I am just so torn in my feelings about it. I'm not concerned about them telling stbx thing's l have said as - again l would be upset but l have only told the truth through out.
I totally understand that they are friends with us both and so want to see us both but why meet her knowing that she was the OW.
Another friend of mine said they seem to be trying to stay impartial by seeing us both.
Except they haven't actually seen me apart from in the very beginning when l went round once as l couldnt face going home as STBX had got the estate agents round as he wanted the house on the market - that was two weeks after we seperated.
Surely though by meeting her, that isn't being impartial. That is accepting their relationship and being morally fine with it
People are desperate not to be seen to be judgemental. It's the biggest social faux pas to be seen to judge.
Fuck that. To this day I 'judge' a couple who got together in the most shocking circs. I don't want to be in the same room as them. I will never accept them.
You need to let these people go. Shocking, but there it is
WasDoingFine, your ex and the OW are behaving really badly but from your posts it seems to be 'her' that is coming off worst. She isn't behaving well but she's certainly no worse than your ex. You would think that he would still have residual feelings of loyalty to you but he obviously doesn't. Presumably you will not see him unless you need to and her - not at all.
Your friends are ex-friends and there's no way back from this really. They have chosen. If it's any consolation to you, I think - if you imagine the situation reversed and it were you with a new partner - they would have picked you. Because they want to socialise as a couple because they are one and they have no loyalty beyond that.
Dump them all. I'm sorry for all that you're going through.
It may be that your friend's DH is pushing her to do this, particularly as you said he and STBXH go back years?
Either way, you should feel able to call her and ask what's what if it has upset you this much.
FWIW I think they will end up losing out here.
It's more likely that after the initial curiousness, OW will feel more secure pulling your H away into her friendship groups, especially where there are women who are/were YOUR good friends involved.
Also - you were friends on the back of decades of shared memories. Your female friend is going to miss that - sitting across the table from a simpering OW isn't going to be the same. They may hit it off, they are more likely to get on ok but not necessarily feel a big connection... It's a lot for your friend to trade in in exchange for still getting to do couple meet ups. Silly choice... But that's her.

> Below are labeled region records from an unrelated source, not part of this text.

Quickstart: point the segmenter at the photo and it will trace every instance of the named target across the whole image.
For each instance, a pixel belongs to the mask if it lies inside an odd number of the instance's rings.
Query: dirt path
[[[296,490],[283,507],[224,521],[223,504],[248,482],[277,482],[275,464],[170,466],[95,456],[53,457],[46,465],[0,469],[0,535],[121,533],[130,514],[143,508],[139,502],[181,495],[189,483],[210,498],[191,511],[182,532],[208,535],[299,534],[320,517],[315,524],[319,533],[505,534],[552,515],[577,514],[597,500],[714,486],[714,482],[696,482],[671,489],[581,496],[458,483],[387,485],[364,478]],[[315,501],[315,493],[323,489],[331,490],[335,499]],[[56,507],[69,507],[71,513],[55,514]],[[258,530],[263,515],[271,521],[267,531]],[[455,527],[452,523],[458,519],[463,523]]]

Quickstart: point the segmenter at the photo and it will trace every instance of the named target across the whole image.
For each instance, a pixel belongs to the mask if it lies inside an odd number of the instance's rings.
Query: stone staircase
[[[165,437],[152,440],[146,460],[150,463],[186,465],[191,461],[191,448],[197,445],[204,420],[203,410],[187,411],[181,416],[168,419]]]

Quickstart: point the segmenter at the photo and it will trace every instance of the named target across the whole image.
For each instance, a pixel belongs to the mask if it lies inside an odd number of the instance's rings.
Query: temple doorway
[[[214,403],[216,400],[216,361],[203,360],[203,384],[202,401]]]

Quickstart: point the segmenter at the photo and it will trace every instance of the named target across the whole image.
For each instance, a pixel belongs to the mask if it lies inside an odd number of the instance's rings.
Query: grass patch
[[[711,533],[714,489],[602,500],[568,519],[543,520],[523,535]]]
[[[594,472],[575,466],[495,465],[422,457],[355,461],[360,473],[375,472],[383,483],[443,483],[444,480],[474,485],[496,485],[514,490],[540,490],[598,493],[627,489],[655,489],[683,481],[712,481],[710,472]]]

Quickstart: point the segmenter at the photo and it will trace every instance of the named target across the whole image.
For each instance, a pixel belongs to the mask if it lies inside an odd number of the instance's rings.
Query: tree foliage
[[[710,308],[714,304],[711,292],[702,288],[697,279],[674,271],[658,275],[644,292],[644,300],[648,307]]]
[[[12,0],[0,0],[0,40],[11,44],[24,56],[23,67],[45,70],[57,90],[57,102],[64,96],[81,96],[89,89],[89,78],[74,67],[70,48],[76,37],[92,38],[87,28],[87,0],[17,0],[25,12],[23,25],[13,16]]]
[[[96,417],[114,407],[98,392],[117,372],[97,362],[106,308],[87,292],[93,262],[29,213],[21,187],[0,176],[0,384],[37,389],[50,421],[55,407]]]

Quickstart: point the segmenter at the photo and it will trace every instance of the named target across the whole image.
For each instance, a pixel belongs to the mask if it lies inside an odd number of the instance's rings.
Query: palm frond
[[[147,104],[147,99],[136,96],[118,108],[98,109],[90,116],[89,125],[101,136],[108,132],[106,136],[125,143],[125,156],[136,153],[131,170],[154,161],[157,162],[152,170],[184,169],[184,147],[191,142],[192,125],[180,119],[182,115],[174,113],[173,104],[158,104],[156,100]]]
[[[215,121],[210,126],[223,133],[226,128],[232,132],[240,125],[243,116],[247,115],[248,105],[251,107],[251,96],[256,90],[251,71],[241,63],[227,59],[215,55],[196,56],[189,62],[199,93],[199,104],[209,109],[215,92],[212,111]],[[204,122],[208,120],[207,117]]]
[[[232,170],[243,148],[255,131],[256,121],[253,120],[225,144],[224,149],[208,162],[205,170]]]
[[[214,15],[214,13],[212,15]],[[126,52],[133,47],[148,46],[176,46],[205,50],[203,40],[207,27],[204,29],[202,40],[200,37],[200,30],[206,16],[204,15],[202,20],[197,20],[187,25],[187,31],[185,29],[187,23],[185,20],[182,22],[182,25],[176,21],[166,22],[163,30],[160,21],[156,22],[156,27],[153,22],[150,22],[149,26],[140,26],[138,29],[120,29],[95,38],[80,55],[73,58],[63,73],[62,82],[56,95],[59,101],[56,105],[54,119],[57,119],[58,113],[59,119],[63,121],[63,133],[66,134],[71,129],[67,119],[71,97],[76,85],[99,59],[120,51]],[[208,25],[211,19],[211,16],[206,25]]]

And they sound awful. An ornament with her name in the 'mum' spot? What are they trying to do, actively train your children not only to hate her but to see just how insecure the two of them feel about their relationship?
Don't make your boys see them if they don't want to, by the way. If they're crying out for time with him, telling him loud and clear what they need and he's not listening, then YOU listen when they don't want to bother. Don't force them to go if they aren't going to feel he is there for them - you'd probably do more for their self-esteem and long-term relationship with their dad by letting them vote with their feet until he grows the fuck up.
So sad. Your friends are losing more than they realise. You however now have the measure of them and can move on.
Sorry your ex is behaving so badly towards you and the DC.
You mention that the first and longest friendship was between your ex and his friend. Their actions mean they have chosen your ex over you.
I wouldn’t behave like towards a friend the way they are towards you by socialising with your ex and OW and would reduce or cease contact with friends who did that to me.